Here it is worth remembering that this is a harmonized election, and, if there had to be a second
round for the Presidency, the composition of the Parliament would be already known, because
that was resolved on the basis of “simple” majorities.
Now, if the Makoni supporters are confident that they can control the Parliament, they might well
not feel threatened by a Tsvangirai presidency, and obviously want Mugabe gone, so they
support Tsvangirai in the second round, and the rest, as they say is history. Of course, they may
throw their weight behind Mugabe in order to prevent an MDC presidency, but here we can
presume some kind of internal deal between the Mugabe and the Makoni factions to keep
ZanuPF in control. However, take a very long spoon to sup with this devil on past performance,
and remember that once Mugabe has power it will not be so easy to wrest it away. Also be very
sure that Parliament has not been packed with Mugabe supporters, and we can guess that the
ZanuPF “dissidents” know this better than the rest of us.
This may also work the other way round. Assume that Mugabe gets 37%, Makoni gets 32%, and
Tsvangirai gets 31%. Since the greatest impediment to MDC political power has always been
Mugabe, it is safe to assume that they will encourage their supporters to vote for Makoni, who
then wins by 63% to Robert Mugabe’s 37%, and again the rest is history.
Now, there have been situations where there were more than two candidates for the Presidential
election, as was the case in 2002. However, the split in the voting in 2002 was not interesting for
the purposes of comparison: according to the Registrar-General, Mugabe got 56% of the vote,
Tsvangirai got 42%, and the other three candidates less than 2% between them.

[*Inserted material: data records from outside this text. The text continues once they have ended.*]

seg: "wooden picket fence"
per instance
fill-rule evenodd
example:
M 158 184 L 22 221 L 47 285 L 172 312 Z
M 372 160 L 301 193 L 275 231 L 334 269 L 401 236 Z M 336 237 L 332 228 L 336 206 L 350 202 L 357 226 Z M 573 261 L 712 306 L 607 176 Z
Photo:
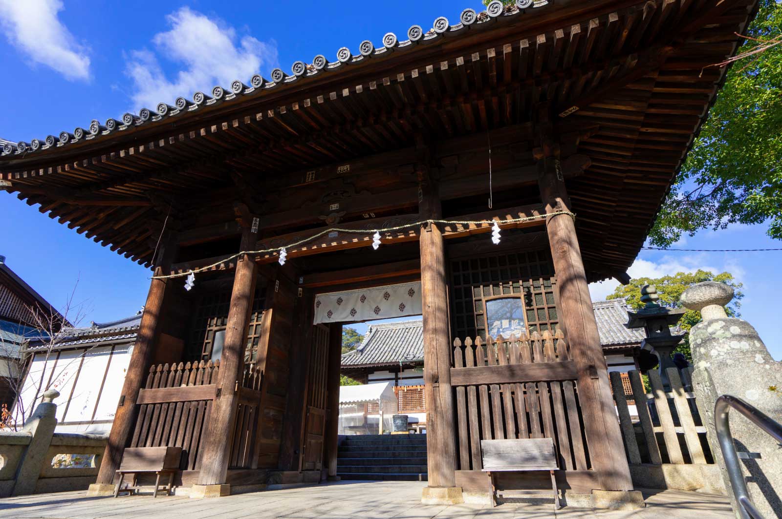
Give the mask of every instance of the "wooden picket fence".
M 630 464 L 713 464 L 706 439 L 706 428 L 692 393 L 692 368 L 666 370 L 670 391 L 665 391 L 657 370 L 647 373 L 649 392 L 640 374 L 627 376 L 632 396 L 626 395 L 622 374 L 611 373 L 611 384 L 622 427 L 625 449 Z M 628 399 L 634 401 L 637 417 L 630 413 Z
M 459 470 L 482 468 L 481 440 L 518 438 L 551 438 L 563 470 L 590 468 L 576 378 L 560 331 L 454 340 Z
M 196 470 L 219 372 L 219 360 L 150 367 L 136 400 L 140 408 L 130 446 L 181 447 L 180 467 Z
M 255 468 L 257 453 L 256 438 L 260 421 L 260 390 L 264 371 L 254 363 L 245 364 L 239 387 L 239 402 L 231 442 L 231 468 Z

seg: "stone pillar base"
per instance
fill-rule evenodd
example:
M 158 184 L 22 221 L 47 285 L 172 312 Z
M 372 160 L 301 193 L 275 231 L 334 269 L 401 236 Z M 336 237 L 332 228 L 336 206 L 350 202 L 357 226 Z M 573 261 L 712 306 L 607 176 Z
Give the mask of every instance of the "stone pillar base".
M 194 485 L 190 487 L 190 497 L 203 499 L 207 497 L 222 497 L 231 495 L 231 485 Z
M 87 489 L 87 497 L 104 497 L 114 495 L 115 486 L 111 483 L 93 483 Z
M 465 502 L 461 487 L 425 487 L 421 494 L 425 505 L 458 505 Z
M 592 507 L 608 510 L 644 508 L 644 496 L 637 490 L 593 490 Z

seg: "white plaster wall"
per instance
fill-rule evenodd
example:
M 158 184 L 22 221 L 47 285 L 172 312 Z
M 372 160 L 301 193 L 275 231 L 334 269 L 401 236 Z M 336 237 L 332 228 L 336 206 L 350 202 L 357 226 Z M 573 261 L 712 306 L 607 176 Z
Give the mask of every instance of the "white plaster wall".
M 81 350 L 84 351 L 84 350 Z M 84 362 L 79 378 L 74 387 L 67 413 L 63 421 L 88 421 L 92 420 L 95 402 L 101 392 L 101 381 L 111 356 L 111 346 L 99 346 L 83 353 Z M 106 381 L 106 384 L 114 383 Z M 62 403 L 62 406 L 64 403 Z
M 394 375 L 395 374 L 391 371 L 375 371 L 369 374 L 367 383 L 393 382 Z M 407 368 L 402 370 L 399 374 L 398 385 L 423 385 L 423 384 L 424 374 L 421 370 L 417 371 L 414 369 Z
M 16 402 L 14 413 L 23 409 L 25 419 L 32 413 L 35 406 L 41 401 L 41 394 L 43 391 L 39 389 L 46 387 L 49 377 L 55 370 L 56 359 L 56 353 L 50 353 L 48 359 L 46 358 L 46 353 L 36 353 L 33 356 L 30 369 L 22 384 L 20 398 Z
M 127 364 L 131 362 L 131 351 L 132 349 L 128 349 L 127 345 L 117 346 L 114 349 L 114 354 L 111 356 L 109 371 L 106 376 L 103 392 L 101 393 L 100 400 L 98 402 L 98 409 L 95 412 L 96 421 L 114 419 L 117 404 L 120 401 L 120 395 L 122 393 L 122 385 L 125 382 Z M 101 427 L 105 427 L 106 431 L 111 429 L 110 424 Z
M 60 353 L 59 360 L 56 353 L 51 354 L 48 361 L 45 353 L 35 354 L 22 386 L 21 399 L 26 417 L 41 402 L 43 392 L 38 390 L 41 381 L 45 387 L 51 377 L 51 386 L 60 392 L 60 396 L 55 399 L 59 422 L 56 429 L 57 432 L 108 433 L 125 381 L 131 359 L 129 353 L 129 346 L 125 345 L 116 346 L 113 353 L 111 353 L 110 346 L 66 350 Z M 101 390 L 104 374 L 106 382 Z M 67 403 L 69 396 L 71 399 L 70 404 Z M 68 423 L 93 421 L 93 413 L 95 421 L 108 423 Z
M 66 408 L 68 406 L 68 399 L 70 398 L 70 390 L 76 381 L 76 375 L 79 370 L 79 364 L 84 350 L 72 349 L 61 352 L 57 364 L 54 368 L 54 376 L 52 378 L 50 388 L 59 392 L 59 397 L 55 399 L 57 404 L 57 421 L 63 421 Z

This was
clearly not a three-horse race, as is the current situation, and we now have three very plausible
candidates.
Of course, Mugabe can get his 50% majority, just as he did in 2002: all the machinery remains in
place for getting the result he wants. However, this may be much more difficult than in 2002,
and very careful election observation could very well expose any rigging that takes place. This
would not require nation-wide observation, but merely the in-depth and total coverage of a
number of key constituencies.
And this is why the Makoni candidacy is so important. Not because he is some super-hero to save
the nation, but because his participation exposes Mugabe to serious challenge. If he makes 50%,
and rigging is exposed, then he will be in serious trouble, and not even SADC will save him. If he
gets less than 50%, then he is totally exposed to either the Makoni faction or the Tsvangirai
faction joining forces, not in an alliance, but merely in a vote. After all, elections are not only
about the transfer of power, but also about the test of public confidence. A betting man would
not believe that there are too many Zimbabweans with much love for their outgoing President,
and perhaps this time he has been too clever by way less than a half.